How to Use Python in a Finance Environment
Below is a completed Python program that illustrates the power and ease of “scraping” data from websites. The program uses the Yahoo Finance API to create a quick comparable analysis (“comps”) table using live data feed from Yahoo’s website. At the very end of the program, Python exports the data into Excel. You can copy and paste the code from the end of this article or download the completed file here.
Within this article we will explain at a high level what the program is doing and how it could be modified to retrieve a different set of companies and different set of financial metrics. No extensive knowledge of Python or coding is needed; however, it is recommended to have a basic understanding on how to use an IDE (Integrated Development Environment) to be able to run the Python code. In the screenshots below we have used Spyder; if you require installation instructions you can view them here.
Quick Background on Web Scraping and JSON
Feel free to skip this section if you are familiar with APIs and know what web scraping is.
Web “scraping” is a generic term used by programmers that essentially means aggregating or extracting data from websites. Scraping can be done by opening a browser from within a programming language, navigating to a specific website and then downloading the data from that web page either directly into the programming language or as separate files. Sometimes, a browser doesn’t even need to be opened and the coding can access the server directly where the data is being stored.
Web scraping can be one of the easiest but also one of the hardest things to code in a programming language, due to the complexity and variability in how information is stored on websites. For more complex websites, you usually need to know a little bit of web design (HTML, CSS, JavaScript) and also a bit of trial and error to get the data downloaded in the proper format.

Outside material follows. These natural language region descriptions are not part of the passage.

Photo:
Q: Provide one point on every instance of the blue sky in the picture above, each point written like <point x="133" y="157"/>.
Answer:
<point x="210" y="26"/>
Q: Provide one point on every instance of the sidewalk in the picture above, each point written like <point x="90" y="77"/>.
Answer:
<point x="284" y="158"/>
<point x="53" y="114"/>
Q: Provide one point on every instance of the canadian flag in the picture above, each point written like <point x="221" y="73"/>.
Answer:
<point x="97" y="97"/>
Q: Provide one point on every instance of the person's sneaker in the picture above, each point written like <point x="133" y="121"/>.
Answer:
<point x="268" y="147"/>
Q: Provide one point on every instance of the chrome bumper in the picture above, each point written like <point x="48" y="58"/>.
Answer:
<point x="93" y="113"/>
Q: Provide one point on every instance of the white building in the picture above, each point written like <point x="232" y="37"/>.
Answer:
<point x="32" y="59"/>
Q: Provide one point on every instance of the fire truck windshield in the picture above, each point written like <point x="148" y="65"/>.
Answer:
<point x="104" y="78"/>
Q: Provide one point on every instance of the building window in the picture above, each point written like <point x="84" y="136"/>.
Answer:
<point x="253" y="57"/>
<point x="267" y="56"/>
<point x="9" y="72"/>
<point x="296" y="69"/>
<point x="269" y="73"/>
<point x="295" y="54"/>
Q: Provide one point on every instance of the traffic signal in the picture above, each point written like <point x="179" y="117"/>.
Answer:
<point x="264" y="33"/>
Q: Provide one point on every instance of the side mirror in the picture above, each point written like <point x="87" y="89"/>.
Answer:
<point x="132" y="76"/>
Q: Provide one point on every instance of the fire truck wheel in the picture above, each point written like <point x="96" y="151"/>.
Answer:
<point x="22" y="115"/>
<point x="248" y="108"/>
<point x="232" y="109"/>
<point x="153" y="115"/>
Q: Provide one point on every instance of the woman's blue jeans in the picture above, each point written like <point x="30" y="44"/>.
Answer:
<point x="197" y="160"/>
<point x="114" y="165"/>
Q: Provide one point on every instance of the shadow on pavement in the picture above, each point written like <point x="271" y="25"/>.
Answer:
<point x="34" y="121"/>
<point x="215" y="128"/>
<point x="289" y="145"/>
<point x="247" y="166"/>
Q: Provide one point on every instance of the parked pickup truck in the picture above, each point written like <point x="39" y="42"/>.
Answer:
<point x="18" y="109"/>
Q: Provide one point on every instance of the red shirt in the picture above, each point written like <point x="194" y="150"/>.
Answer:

Luckily, great data providers have something called an “API” (Application Program Interface) which helps the process of downloading data from their websites into different external programs (Excel, Python, VBA, etc.). Unfortunately, usually these data providers also charge money to use their API.
One common approach to sharing data through APIs is using JSON (JavaScript Object Notation), which stores data in a particular way using something called key:value pairs. Think of keys as the column headings in a table and the values as the data inside each column. For the Yahoo Finance example below, each website link is a link to a JSON web page that shows financial data for one particular ticker or company.
For example, this link will take you to the JSON output for Apple from Yahoo Finance and provides live data (usually 15 min delayed) on Apple’s current share price, volume traded, different financial ratios (P/E, P/B, etc.).
From the screenshot above, you can see a few patterns with JSON pages:
- Data is outputted within braces or “curly” brackets: { }
- There are usually different layers of data and braces; in this case at the top level there is “quoteResponse”, then “result”, and then finally each metric
- Each metric is provided in a key: value format and separated by commas
In most programming languages, working with JSON API’s takes a bit of work because a lot of text manipulation is needed to go from data being stored in key:value pairs and separated by commas and braces to data stored in simple Excel tables.
Luckily for us Python has a JSON package that lets us easily manipulate this type of data. The program below runs in under 50 lines of code, while other programming languages would require double the amount of lines.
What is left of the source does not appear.